Manchester council says inflation and Brexit have pushed budget up to £130m
The cost of Laing O’Rourke’s scheme to build a new arts venue in Manchester has gone up by close to 20%.
In a council report to be presented to its resources and governance scrutiny committee later today, the authority says the cost of the Factory project has risen from £111.65m to £130.62m.
It said the original budget had been set in 2015 but blamed today’s 17% hike on construction inflation which had been running at approximately 3% a year since then.
It added: “There is a degree of uncertainty in the construction market arising out of Brexit, this has caused risks in particular packages where components are bought from Europe (Facades, MEP) and the aim for these particular works packages is buy now and eliminate further uncertainty.
“In contrast, the speciality stage engineering and theatre packages are being tendered later to avoid sub-contractors adding Brexit related premiums at this stage. The increase in inflation has added £5.5m to the construction costs of the project.”

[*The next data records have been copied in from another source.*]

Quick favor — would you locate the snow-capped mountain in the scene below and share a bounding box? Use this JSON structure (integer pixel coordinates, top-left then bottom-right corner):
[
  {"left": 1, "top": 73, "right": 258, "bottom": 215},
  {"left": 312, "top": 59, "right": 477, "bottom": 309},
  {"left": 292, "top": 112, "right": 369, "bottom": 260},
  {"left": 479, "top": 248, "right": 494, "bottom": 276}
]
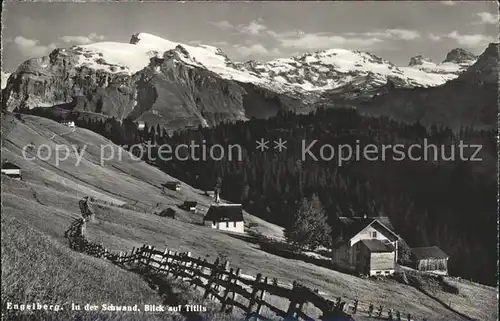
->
[
  {"left": 241, "top": 48, "right": 476, "bottom": 97},
  {"left": 358, "top": 43, "right": 498, "bottom": 129},
  {"left": 1, "top": 32, "right": 482, "bottom": 129},
  {"left": 407, "top": 49, "right": 477, "bottom": 76}
]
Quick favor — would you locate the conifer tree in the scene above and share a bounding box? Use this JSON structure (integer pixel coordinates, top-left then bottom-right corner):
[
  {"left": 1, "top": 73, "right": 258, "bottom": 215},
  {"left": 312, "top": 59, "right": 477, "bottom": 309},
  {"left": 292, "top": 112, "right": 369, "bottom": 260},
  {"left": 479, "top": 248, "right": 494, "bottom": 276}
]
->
[{"left": 285, "top": 194, "right": 332, "bottom": 251}]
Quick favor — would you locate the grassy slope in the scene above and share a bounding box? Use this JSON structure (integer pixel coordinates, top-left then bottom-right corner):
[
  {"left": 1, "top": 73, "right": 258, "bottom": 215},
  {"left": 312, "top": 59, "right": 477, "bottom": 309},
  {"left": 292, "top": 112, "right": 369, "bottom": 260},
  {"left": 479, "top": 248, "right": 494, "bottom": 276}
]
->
[
  {"left": 1, "top": 114, "right": 496, "bottom": 320},
  {"left": 1, "top": 210, "right": 167, "bottom": 321}
]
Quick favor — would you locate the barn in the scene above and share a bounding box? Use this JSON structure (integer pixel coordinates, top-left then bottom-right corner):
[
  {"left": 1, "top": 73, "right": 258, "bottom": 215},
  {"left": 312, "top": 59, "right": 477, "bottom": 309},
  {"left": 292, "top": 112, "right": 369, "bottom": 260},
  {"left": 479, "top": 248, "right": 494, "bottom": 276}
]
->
[
  {"left": 203, "top": 204, "right": 244, "bottom": 233},
  {"left": 1, "top": 162, "right": 22, "bottom": 180},
  {"left": 411, "top": 246, "right": 449, "bottom": 276},
  {"left": 353, "top": 239, "right": 396, "bottom": 276}
]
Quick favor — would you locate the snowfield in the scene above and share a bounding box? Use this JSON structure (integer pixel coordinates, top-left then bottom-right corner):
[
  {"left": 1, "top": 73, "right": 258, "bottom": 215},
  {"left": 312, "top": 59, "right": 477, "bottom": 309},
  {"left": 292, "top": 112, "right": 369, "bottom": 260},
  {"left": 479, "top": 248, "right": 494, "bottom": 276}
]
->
[
  {"left": 68, "top": 32, "right": 476, "bottom": 96},
  {"left": 1, "top": 71, "right": 11, "bottom": 89}
]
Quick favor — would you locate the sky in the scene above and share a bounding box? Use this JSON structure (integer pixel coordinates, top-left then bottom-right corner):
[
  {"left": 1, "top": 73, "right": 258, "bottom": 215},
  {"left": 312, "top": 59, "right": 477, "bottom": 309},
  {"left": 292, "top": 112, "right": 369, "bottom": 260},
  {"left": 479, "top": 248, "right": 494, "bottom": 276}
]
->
[{"left": 1, "top": 1, "right": 498, "bottom": 72}]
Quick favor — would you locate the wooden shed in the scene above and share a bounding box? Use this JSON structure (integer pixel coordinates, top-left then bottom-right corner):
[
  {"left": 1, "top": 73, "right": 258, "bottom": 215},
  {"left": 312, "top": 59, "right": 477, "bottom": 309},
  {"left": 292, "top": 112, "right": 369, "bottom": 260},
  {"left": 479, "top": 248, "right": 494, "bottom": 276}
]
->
[
  {"left": 158, "top": 208, "right": 176, "bottom": 219},
  {"left": 1, "top": 162, "right": 22, "bottom": 180},
  {"left": 411, "top": 246, "right": 449, "bottom": 276},
  {"left": 180, "top": 201, "right": 197, "bottom": 213},
  {"left": 163, "top": 181, "right": 181, "bottom": 191}
]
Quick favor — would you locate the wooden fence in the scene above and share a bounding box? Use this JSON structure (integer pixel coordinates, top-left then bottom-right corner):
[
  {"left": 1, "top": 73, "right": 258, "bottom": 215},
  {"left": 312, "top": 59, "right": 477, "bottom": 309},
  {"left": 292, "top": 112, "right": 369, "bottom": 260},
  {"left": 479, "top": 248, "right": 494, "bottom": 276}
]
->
[
  {"left": 65, "top": 199, "right": 419, "bottom": 321},
  {"left": 69, "top": 235, "right": 418, "bottom": 321},
  {"left": 99, "top": 244, "right": 357, "bottom": 320}
]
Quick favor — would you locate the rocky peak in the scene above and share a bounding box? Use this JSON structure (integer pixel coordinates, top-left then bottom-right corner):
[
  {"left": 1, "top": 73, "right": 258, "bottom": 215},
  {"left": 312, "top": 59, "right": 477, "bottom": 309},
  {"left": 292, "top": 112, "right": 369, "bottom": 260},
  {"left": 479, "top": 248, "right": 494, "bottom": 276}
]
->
[
  {"left": 443, "top": 48, "right": 477, "bottom": 64},
  {"left": 459, "top": 43, "right": 499, "bottom": 84},
  {"left": 408, "top": 55, "right": 431, "bottom": 66},
  {"left": 130, "top": 33, "right": 141, "bottom": 45}
]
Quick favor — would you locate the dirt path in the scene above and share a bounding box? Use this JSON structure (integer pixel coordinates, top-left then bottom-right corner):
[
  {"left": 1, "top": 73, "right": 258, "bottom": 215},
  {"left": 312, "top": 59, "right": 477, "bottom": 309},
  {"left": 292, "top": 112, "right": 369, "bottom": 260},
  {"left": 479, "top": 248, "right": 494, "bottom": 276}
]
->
[{"left": 50, "top": 127, "right": 76, "bottom": 140}]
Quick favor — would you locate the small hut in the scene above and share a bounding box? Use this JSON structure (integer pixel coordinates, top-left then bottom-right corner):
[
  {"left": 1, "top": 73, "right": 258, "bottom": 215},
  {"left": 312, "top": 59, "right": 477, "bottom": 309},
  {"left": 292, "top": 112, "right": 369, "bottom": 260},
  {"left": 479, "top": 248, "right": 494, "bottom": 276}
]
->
[
  {"left": 411, "top": 246, "right": 449, "bottom": 275},
  {"left": 180, "top": 201, "right": 197, "bottom": 213},
  {"left": 158, "top": 208, "right": 176, "bottom": 219},
  {"left": 1, "top": 162, "right": 22, "bottom": 180},
  {"left": 163, "top": 181, "right": 181, "bottom": 191}
]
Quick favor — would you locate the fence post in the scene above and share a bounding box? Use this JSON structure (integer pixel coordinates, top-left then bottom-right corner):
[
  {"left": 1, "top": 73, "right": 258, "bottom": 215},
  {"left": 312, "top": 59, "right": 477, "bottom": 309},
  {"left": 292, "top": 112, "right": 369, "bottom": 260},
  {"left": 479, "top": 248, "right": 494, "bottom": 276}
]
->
[
  {"left": 147, "top": 245, "right": 154, "bottom": 268},
  {"left": 190, "top": 257, "right": 202, "bottom": 288},
  {"left": 220, "top": 267, "right": 234, "bottom": 313},
  {"left": 172, "top": 251, "right": 179, "bottom": 278},
  {"left": 130, "top": 247, "right": 136, "bottom": 262},
  {"left": 141, "top": 244, "right": 147, "bottom": 265},
  {"left": 214, "top": 260, "right": 229, "bottom": 296},
  {"left": 256, "top": 276, "right": 268, "bottom": 317},
  {"left": 166, "top": 250, "right": 173, "bottom": 276},
  {"left": 160, "top": 248, "right": 169, "bottom": 273},
  {"left": 245, "top": 273, "right": 262, "bottom": 320},
  {"left": 135, "top": 246, "right": 142, "bottom": 264},
  {"left": 230, "top": 268, "right": 241, "bottom": 312},
  {"left": 377, "top": 305, "right": 383, "bottom": 318},
  {"left": 285, "top": 281, "right": 299, "bottom": 319},
  {"left": 203, "top": 257, "right": 220, "bottom": 300},
  {"left": 184, "top": 252, "right": 192, "bottom": 280}
]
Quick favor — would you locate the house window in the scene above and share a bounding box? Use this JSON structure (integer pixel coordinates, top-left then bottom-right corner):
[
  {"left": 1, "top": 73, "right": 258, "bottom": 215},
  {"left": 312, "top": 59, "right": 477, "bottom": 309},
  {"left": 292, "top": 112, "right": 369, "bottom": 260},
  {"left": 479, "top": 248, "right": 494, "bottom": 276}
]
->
[
  {"left": 233, "top": 222, "right": 237, "bottom": 228},
  {"left": 372, "top": 231, "right": 377, "bottom": 238},
  {"left": 226, "top": 222, "right": 229, "bottom": 228}
]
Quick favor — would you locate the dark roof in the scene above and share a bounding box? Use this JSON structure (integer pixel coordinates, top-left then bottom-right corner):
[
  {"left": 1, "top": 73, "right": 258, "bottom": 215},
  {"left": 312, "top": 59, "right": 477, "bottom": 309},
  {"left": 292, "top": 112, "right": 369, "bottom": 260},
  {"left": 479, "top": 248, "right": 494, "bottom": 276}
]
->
[
  {"left": 183, "top": 201, "right": 197, "bottom": 207},
  {"left": 336, "top": 216, "right": 398, "bottom": 242},
  {"left": 1, "top": 162, "right": 20, "bottom": 170},
  {"left": 204, "top": 204, "right": 244, "bottom": 222},
  {"left": 165, "top": 181, "right": 181, "bottom": 186},
  {"left": 159, "top": 208, "right": 176, "bottom": 217},
  {"left": 360, "top": 239, "right": 395, "bottom": 252},
  {"left": 412, "top": 246, "right": 449, "bottom": 260}
]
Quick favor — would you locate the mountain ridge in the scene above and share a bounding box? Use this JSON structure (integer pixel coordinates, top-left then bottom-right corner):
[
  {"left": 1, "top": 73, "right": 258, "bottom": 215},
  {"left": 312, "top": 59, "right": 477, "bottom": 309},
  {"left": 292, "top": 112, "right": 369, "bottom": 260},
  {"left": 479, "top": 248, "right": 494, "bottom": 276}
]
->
[{"left": 1, "top": 32, "right": 492, "bottom": 129}]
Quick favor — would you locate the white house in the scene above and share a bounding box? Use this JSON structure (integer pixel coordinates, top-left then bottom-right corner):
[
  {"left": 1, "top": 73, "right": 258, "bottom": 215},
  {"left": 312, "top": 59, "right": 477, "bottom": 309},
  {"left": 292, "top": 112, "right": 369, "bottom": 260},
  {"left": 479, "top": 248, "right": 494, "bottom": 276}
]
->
[
  {"left": 332, "top": 216, "right": 399, "bottom": 276},
  {"left": 137, "top": 121, "right": 145, "bottom": 131},
  {"left": 62, "top": 121, "right": 75, "bottom": 128},
  {"left": 203, "top": 204, "right": 244, "bottom": 233},
  {"left": 1, "top": 162, "right": 22, "bottom": 180}
]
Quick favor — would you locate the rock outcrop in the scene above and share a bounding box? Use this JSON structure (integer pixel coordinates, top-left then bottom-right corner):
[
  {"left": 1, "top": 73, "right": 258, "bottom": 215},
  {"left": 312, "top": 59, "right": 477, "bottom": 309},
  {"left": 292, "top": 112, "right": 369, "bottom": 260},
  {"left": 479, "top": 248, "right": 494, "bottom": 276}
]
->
[{"left": 443, "top": 48, "right": 478, "bottom": 64}]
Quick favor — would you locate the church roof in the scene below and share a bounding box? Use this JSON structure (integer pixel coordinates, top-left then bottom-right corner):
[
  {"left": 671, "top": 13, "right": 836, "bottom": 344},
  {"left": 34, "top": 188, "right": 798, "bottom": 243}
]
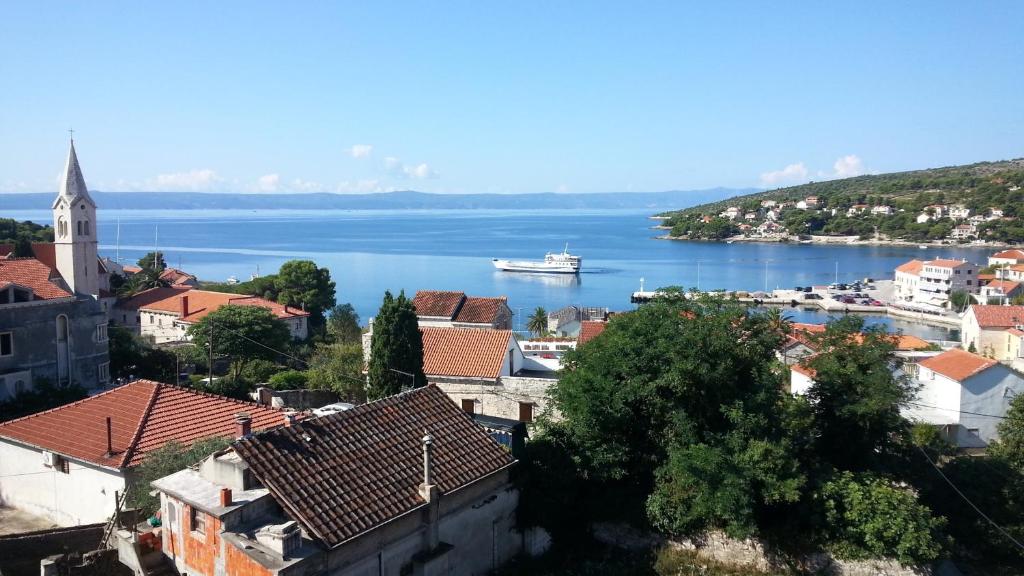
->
[{"left": 53, "top": 139, "right": 95, "bottom": 208}]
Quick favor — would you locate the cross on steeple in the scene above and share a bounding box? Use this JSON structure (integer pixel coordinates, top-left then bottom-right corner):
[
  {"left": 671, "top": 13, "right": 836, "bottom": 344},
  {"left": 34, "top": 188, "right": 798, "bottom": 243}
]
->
[{"left": 68, "top": 128, "right": 74, "bottom": 141}]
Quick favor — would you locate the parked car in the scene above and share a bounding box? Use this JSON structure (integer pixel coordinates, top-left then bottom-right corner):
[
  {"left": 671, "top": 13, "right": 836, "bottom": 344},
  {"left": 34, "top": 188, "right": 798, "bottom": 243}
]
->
[
  {"left": 869, "top": 299, "right": 884, "bottom": 306},
  {"left": 313, "top": 402, "right": 356, "bottom": 417},
  {"left": 794, "top": 286, "right": 804, "bottom": 292},
  {"left": 804, "top": 293, "right": 823, "bottom": 300}
]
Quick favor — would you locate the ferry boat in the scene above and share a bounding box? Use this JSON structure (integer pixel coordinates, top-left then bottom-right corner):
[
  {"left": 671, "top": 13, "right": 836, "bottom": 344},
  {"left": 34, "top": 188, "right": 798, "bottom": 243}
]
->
[{"left": 492, "top": 245, "right": 582, "bottom": 274}]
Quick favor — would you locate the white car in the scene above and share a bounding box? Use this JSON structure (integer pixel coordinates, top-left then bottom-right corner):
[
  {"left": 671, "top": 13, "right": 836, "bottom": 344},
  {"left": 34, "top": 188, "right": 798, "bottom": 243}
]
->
[{"left": 312, "top": 402, "right": 355, "bottom": 417}]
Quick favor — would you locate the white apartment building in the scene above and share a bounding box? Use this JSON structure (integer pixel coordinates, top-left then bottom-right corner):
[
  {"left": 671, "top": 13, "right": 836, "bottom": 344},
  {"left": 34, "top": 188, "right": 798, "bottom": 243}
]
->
[{"left": 894, "top": 258, "right": 978, "bottom": 307}]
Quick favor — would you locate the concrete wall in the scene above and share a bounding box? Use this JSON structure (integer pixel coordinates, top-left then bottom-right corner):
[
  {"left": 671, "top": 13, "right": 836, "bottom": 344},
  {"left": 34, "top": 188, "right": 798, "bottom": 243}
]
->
[
  {"left": 905, "top": 368, "right": 962, "bottom": 428},
  {"left": 435, "top": 375, "right": 557, "bottom": 422},
  {"left": 0, "top": 439, "right": 125, "bottom": 526},
  {"left": 0, "top": 296, "right": 109, "bottom": 391},
  {"left": 789, "top": 369, "right": 814, "bottom": 395},
  {"left": 0, "top": 523, "right": 106, "bottom": 576},
  {"left": 959, "top": 365, "right": 1024, "bottom": 443}
]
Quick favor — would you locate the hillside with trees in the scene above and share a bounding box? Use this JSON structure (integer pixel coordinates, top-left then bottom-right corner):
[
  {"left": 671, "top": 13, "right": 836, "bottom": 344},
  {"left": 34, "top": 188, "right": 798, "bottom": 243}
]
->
[{"left": 659, "top": 158, "right": 1024, "bottom": 244}]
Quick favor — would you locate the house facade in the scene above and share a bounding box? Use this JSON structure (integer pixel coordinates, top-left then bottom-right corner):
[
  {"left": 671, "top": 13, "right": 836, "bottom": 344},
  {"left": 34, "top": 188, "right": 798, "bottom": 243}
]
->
[
  {"left": 894, "top": 258, "right": 978, "bottom": 306},
  {"left": 0, "top": 140, "right": 110, "bottom": 397},
  {"left": 961, "top": 305, "right": 1024, "bottom": 363},
  {"left": 894, "top": 259, "right": 924, "bottom": 302},
  {"left": 989, "top": 249, "right": 1024, "bottom": 267},
  {"left": 0, "top": 379, "right": 287, "bottom": 526},
  {"left": 146, "top": 385, "right": 530, "bottom": 576},
  {"left": 138, "top": 290, "right": 309, "bottom": 344}
]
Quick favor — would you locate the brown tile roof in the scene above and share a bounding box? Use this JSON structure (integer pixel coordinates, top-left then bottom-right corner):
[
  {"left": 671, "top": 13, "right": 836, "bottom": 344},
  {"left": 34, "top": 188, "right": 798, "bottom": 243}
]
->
[
  {"left": 158, "top": 267, "right": 196, "bottom": 286},
  {"left": 116, "top": 286, "right": 193, "bottom": 310},
  {"left": 454, "top": 296, "right": 507, "bottom": 324},
  {"left": 578, "top": 320, "right": 608, "bottom": 345},
  {"left": 28, "top": 243, "right": 56, "bottom": 270},
  {"left": 970, "top": 305, "right": 1024, "bottom": 328},
  {"left": 122, "top": 265, "right": 143, "bottom": 274},
  {"left": 232, "top": 385, "right": 514, "bottom": 549},
  {"left": 140, "top": 289, "right": 309, "bottom": 322},
  {"left": 412, "top": 290, "right": 466, "bottom": 318},
  {"left": 0, "top": 258, "right": 72, "bottom": 300},
  {"left": 0, "top": 380, "right": 288, "bottom": 469},
  {"left": 895, "top": 260, "right": 925, "bottom": 275},
  {"left": 421, "top": 327, "right": 512, "bottom": 379},
  {"left": 918, "top": 349, "right": 998, "bottom": 382}
]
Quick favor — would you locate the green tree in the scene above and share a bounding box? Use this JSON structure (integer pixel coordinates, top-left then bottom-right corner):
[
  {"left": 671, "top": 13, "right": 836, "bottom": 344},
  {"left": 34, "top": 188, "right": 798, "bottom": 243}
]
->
[
  {"left": 0, "top": 379, "right": 87, "bottom": 422},
  {"left": 274, "top": 260, "right": 336, "bottom": 332},
  {"left": 267, "top": 370, "right": 308, "bottom": 390},
  {"left": 126, "top": 437, "right": 231, "bottom": 514},
  {"left": 989, "top": 394, "right": 1024, "bottom": 472},
  {"left": 137, "top": 251, "right": 166, "bottom": 271},
  {"left": 187, "top": 305, "right": 291, "bottom": 382},
  {"left": 949, "top": 290, "right": 972, "bottom": 312},
  {"left": 326, "top": 303, "right": 362, "bottom": 343},
  {"left": 367, "top": 290, "right": 425, "bottom": 400},
  {"left": 307, "top": 342, "right": 366, "bottom": 402},
  {"left": 108, "top": 325, "right": 178, "bottom": 382},
  {"left": 527, "top": 307, "right": 548, "bottom": 337}
]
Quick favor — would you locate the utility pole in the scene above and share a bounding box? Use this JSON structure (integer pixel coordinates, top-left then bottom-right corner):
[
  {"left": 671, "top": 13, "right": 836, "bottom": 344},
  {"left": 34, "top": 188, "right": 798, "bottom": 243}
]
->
[{"left": 208, "top": 322, "right": 214, "bottom": 385}]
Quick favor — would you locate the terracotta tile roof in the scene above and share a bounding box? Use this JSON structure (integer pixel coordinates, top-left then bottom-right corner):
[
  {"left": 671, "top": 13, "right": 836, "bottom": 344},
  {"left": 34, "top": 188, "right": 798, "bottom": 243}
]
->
[
  {"left": 158, "top": 267, "right": 196, "bottom": 286},
  {"left": 412, "top": 290, "right": 466, "bottom": 318},
  {"left": 1008, "top": 328, "right": 1024, "bottom": 337},
  {"left": 122, "top": 265, "right": 143, "bottom": 274},
  {"left": 232, "top": 385, "right": 514, "bottom": 549},
  {"left": 992, "top": 249, "right": 1024, "bottom": 260},
  {"left": 0, "top": 244, "right": 12, "bottom": 258},
  {"left": 421, "top": 327, "right": 513, "bottom": 379},
  {"left": 918, "top": 349, "right": 998, "bottom": 382},
  {"left": 28, "top": 243, "right": 56, "bottom": 270},
  {"left": 895, "top": 260, "right": 925, "bottom": 275},
  {"left": 116, "top": 286, "right": 193, "bottom": 310},
  {"left": 979, "top": 273, "right": 996, "bottom": 281},
  {"left": 578, "top": 320, "right": 608, "bottom": 345},
  {"left": 970, "top": 305, "right": 1024, "bottom": 328},
  {"left": 789, "top": 323, "right": 930, "bottom": 351},
  {"left": 791, "top": 363, "right": 817, "bottom": 378},
  {"left": 0, "top": 380, "right": 287, "bottom": 469},
  {"left": 926, "top": 258, "right": 972, "bottom": 268},
  {"left": 140, "top": 289, "right": 309, "bottom": 322},
  {"left": 0, "top": 258, "right": 72, "bottom": 300},
  {"left": 985, "top": 280, "right": 1022, "bottom": 294},
  {"left": 454, "top": 296, "right": 507, "bottom": 324}
]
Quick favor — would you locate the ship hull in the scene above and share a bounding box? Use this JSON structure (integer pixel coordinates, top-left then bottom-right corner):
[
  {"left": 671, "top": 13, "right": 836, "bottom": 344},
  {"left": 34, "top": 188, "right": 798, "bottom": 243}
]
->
[{"left": 492, "top": 259, "right": 581, "bottom": 274}]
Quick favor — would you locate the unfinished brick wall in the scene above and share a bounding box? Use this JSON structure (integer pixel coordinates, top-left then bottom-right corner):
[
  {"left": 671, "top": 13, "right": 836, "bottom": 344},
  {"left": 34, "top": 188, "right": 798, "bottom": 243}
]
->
[
  {"left": 224, "top": 539, "right": 274, "bottom": 576},
  {"left": 181, "top": 504, "right": 220, "bottom": 576}
]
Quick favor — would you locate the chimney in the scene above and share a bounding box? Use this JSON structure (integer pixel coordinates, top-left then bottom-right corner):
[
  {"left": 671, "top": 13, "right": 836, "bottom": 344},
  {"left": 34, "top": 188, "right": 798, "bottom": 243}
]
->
[
  {"left": 418, "top": 430, "right": 440, "bottom": 551},
  {"left": 421, "top": 431, "right": 434, "bottom": 488},
  {"left": 235, "top": 412, "right": 252, "bottom": 439},
  {"left": 105, "top": 417, "right": 113, "bottom": 456},
  {"left": 283, "top": 411, "right": 298, "bottom": 427},
  {"left": 180, "top": 294, "right": 189, "bottom": 317},
  {"left": 219, "top": 487, "right": 232, "bottom": 507}
]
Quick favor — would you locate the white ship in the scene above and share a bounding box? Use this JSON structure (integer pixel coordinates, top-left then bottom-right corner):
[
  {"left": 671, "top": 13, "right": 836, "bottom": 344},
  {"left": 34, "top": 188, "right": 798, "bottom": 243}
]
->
[{"left": 492, "top": 244, "right": 582, "bottom": 274}]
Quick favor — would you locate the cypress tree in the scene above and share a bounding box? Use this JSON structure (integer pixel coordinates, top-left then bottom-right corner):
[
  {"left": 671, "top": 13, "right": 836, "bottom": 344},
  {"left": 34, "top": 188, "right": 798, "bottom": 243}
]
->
[{"left": 367, "top": 290, "right": 426, "bottom": 400}]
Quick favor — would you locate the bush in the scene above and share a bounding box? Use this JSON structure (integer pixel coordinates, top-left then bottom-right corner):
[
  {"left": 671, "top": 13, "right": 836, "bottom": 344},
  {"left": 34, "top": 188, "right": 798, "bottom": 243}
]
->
[
  {"left": 267, "top": 370, "right": 308, "bottom": 391},
  {"left": 820, "top": 472, "right": 945, "bottom": 565},
  {"left": 240, "top": 359, "right": 279, "bottom": 384},
  {"left": 126, "top": 437, "right": 231, "bottom": 514},
  {"left": 0, "top": 379, "right": 87, "bottom": 422}
]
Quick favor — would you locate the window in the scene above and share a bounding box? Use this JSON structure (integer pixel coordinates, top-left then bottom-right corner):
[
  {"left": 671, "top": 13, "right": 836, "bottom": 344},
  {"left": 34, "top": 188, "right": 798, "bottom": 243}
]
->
[
  {"left": 518, "top": 402, "right": 534, "bottom": 423},
  {"left": 98, "top": 362, "right": 110, "bottom": 385},
  {"left": 461, "top": 399, "right": 476, "bottom": 414},
  {"left": 84, "top": 220, "right": 90, "bottom": 236},
  {"left": 77, "top": 221, "right": 82, "bottom": 235},
  {"left": 57, "top": 457, "right": 69, "bottom": 474},
  {"left": 96, "top": 324, "right": 108, "bottom": 342},
  {"left": 149, "top": 315, "right": 154, "bottom": 324},
  {"left": 0, "top": 332, "right": 11, "bottom": 357},
  {"left": 189, "top": 507, "right": 205, "bottom": 534}
]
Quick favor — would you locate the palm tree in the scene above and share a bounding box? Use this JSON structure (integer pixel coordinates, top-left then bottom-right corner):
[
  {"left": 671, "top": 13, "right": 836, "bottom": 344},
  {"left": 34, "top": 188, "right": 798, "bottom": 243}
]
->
[
  {"left": 765, "top": 307, "right": 794, "bottom": 336},
  {"left": 526, "top": 307, "right": 548, "bottom": 338}
]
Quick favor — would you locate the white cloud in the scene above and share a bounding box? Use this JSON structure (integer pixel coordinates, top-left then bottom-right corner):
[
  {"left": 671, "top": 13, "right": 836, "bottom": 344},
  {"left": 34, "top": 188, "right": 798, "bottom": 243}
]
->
[
  {"left": 556, "top": 184, "right": 569, "bottom": 193},
  {"left": 146, "top": 169, "right": 223, "bottom": 192},
  {"left": 832, "top": 154, "right": 865, "bottom": 178},
  {"left": 759, "top": 163, "right": 809, "bottom": 187},
  {"left": 383, "top": 156, "right": 403, "bottom": 172},
  {"left": 383, "top": 156, "right": 438, "bottom": 180},
  {"left": 335, "top": 179, "right": 386, "bottom": 193},
  {"left": 348, "top": 144, "right": 373, "bottom": 158},
  {"left": 256, "top": 173, "right": 280, "bottom": 192}
]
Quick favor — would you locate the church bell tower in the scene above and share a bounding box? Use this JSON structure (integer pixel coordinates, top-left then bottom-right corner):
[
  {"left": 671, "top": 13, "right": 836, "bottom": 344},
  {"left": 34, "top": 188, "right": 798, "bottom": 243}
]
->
[{"left": 52, "top": 138, "right": 99, "bottom": 297}]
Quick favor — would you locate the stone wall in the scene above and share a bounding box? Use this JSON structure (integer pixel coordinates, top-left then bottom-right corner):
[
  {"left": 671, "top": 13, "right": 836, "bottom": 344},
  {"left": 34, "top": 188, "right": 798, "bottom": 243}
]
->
[
  {"left": 0, "top": 523, "right": 106, "bottom": 576},
  {"left": 253, "top": 387, "right": 340, "bottom": 410},
  {"left": 433, "top": 375, "right": 558, "bottom": 422}
]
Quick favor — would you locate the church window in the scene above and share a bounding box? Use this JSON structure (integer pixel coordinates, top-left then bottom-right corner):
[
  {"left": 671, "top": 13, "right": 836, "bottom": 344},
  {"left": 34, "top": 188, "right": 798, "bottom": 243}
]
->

The report confirmed the detailed design was due to complete in the next two months, with the remaining works packages set to be progressively put to market between now and next September.
The report said a review of the project had looked at reducing the size of the building as a way to achieve the previous budget but it concluded that such a move would have “further delayed the opening date” – originally 2019 and now 2021 – and would have “fundamentally undermined and devalued the integrity and concept” of the scheme.
The report also confirmed that the management contract with Laing O’Rourke had been executed, marking the end of the pre-construction phase and the commencement of the main works.
The city council’s executive will discuss the increased project costs next week, and any recommendation to increase the capital budget would go before a full council meeting at the end of the month.
Original proposals from project architect Rem Koolhaas’ practice, OMA, included a 2,300 standing-capacity theatre and a separate 5,000-capacity warehouse space for “immersive” events on part of the former Granada TV studios site.
Although the scheme cleared planning in January last year, a revised design for the venue, named in honour of the city’s legendary Factory Records label – home to Joy Division/New Order, Happy Mondays and others, was subsequently approved with reduced theatre capacity.
OMA beat a high-profile shortlist including Zaha Hadid and Rafael Vinoly to win the project in 2015.